Wer als EU-Bürger im Vereinigten Königreich beruflich tätig sein will, braucht nun ein Visum. Der Prozess ist allerdings kompliziert und dauert einige Zeit, sodass die meisten Metzger aus dem Ausland wohl nicht vor Ende November zu arbeiten beginnen können. Unklar ist auch, wie viele Fleischer überhaupt ins Vereinigte Königreich kommen wollen, denn die Visa sind für sechs Monate befristet. Danach sollen die Metzger wieder in ihre Heimat.

"Schweineteurer" Metzgermangel: 1755 Euro Zusatzkosten pro LKW-Ladung

Aus Sicht der Industrie ist das keine langfristige Lösung. Und so dürfte der Export von Schlachtkörpern nach Irland erst der Anfang sein, auch wenn das Ganze viel Geld kostet.

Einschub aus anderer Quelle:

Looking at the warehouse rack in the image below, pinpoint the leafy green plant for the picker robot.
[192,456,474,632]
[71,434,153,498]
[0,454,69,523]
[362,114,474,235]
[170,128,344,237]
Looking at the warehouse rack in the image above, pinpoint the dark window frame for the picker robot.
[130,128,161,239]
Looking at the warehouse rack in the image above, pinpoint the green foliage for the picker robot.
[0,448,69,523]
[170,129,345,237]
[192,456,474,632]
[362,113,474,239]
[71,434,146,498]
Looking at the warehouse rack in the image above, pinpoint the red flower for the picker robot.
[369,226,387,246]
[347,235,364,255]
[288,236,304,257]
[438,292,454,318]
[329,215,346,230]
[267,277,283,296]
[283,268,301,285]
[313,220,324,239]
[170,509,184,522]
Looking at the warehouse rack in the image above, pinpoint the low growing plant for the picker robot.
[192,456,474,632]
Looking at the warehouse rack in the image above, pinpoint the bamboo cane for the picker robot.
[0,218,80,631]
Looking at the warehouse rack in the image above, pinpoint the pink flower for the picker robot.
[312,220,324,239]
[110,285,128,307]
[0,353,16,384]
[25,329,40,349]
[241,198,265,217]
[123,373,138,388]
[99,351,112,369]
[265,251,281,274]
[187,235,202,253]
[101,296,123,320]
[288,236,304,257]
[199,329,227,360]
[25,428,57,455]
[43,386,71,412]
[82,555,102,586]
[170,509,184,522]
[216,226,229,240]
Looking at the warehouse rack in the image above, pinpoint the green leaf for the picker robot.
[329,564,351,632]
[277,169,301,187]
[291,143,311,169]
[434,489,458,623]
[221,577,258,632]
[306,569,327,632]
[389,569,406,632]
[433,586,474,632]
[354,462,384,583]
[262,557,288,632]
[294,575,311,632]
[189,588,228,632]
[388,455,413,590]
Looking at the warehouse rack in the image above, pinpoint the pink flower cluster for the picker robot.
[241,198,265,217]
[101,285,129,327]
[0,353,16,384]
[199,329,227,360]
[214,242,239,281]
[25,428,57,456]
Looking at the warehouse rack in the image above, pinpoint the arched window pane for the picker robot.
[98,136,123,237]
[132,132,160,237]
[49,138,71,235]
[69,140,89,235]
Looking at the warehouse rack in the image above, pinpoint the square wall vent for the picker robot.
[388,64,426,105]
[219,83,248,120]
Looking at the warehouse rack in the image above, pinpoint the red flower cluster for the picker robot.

Nach Angaben des Verbands der fleischverarbeitenden Industrie belaufen sich die zusätzlichen Kosten pro Lkw-Ladung auf 1500 Pfund (umgerechnet etwa 1850 Franken). Darin enthalten sind der Transport sowie die Gebühren für die brexitbedingten Kontrollen an der EU-Grenze.

Bislang wird britisches Fleisch nur bei der Ausfuhr in die Europäische Union kontrolliert. Bei der Wiedereinfuhr ins Vereinigte Königreich gibt es keine aufwendigen Überprüfungen, jedenfalls noch nicht. Erst von Januar an sollen britische Zollbeamte die Importe aus der EU genau kontrollieren. Gut möglich, dass es dann noch länger dauert, bis britische Steaks in britischen Supermärkten landen.